RALEIGH – In an earlier column, I wrote about the gap between research findings and public opinion on frequently debated issues of education policy. Large numbers of voters lack basic information about the questions they are asked – be they on charter schools, student testing, or teacher compensation – and thus provide answers of questionable analytical value.

There’s another gap to worry about: between the education establishment and the data. In theory, it ought to be easier to close this gap than to close the other one. Average voters have lots of other things on their minds. It will always be a challenge to grab their attention long enough to communicate, say, the relative importance of teacher quality and class size reduction in improving student outcomes. But among those who work in education or policymaking, the problem isn’t attention. It’s an unwillingness to let go of pet ideas that may sound plausible but don’t comport with reality.

For nearly 20 years, as I have engaged in public-policy debate about school reform in North Carolina, I have heard the complaint that our standard school calendar is outdated, that it reflects our agrarian background more than educational necessity, and that North Carolina politicians ought to muster the courage to lengthen both the school day and school year. More time spent in the classroom, advocates argue, will lead to more learning.

It’s just not so. Most of the times I’ve heard this argument, I’ve been told that other countries outperform American students because of differences in the school calendar. But rarely have advocates been able to provide me with comparable data, or with evidence of a causal relationship. Regarding the data, they often point to sheer counts of the number of days spent in school, failing to recognize that in a number of European and Asian countries, students spend fewer hours a day in public-school classroom instruction (though some stay after-school for paid tutoring). You have to measure classroom time by the hour, not by the day, to get an accurate picture.

When my colleague Terry Stoops recently took a fresh look at the international comparisons, he found that there was no reliable relationship between the amount of time spent in school each year and the success of the educational experience. “ More is not necessarily better,” Stoops concluded. “American students already receive the equivalent of four more weeks of math instruction than students in the average nation linked to the Organization for Economic Cooperation and Development. But U.S. students’ standardized math test scores rank 27th out of 39 OECD countries.”

Stoops found that in just two of the five highest-performing countries did students spent more time in math instruction than American students did. “There is no consistent relationship between in-school instructional time in mathematics and the country’s average score on this standardized math test,” he said.

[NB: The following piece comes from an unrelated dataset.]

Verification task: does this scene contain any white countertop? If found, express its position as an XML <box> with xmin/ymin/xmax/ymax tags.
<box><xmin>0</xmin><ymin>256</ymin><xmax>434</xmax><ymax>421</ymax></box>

The lack of relationship between school hours and school effectiveness is evident for subjects other than math. Stoops cited a Pennsylvania State University study from 2004 that found no statistically significant correlation between instructional time in math, science, reading, and civics and test scores on international assessments of those subjects.

That’s not to say that, all other things being equal, extra time spent studying a solid curriculum taught by an excellent teacher wouldn’t be beneficial. But trade-offs are inherent in public policy. It is wrongheaded to think that if North Carolina public education is mediocre, which it is, then adding 10 or 20 days to the school calendar will significantly improve the situation. For most students, the likely result would be merely to increase their exposure to mediocrity.

Hood is president of the John Locke Foundation.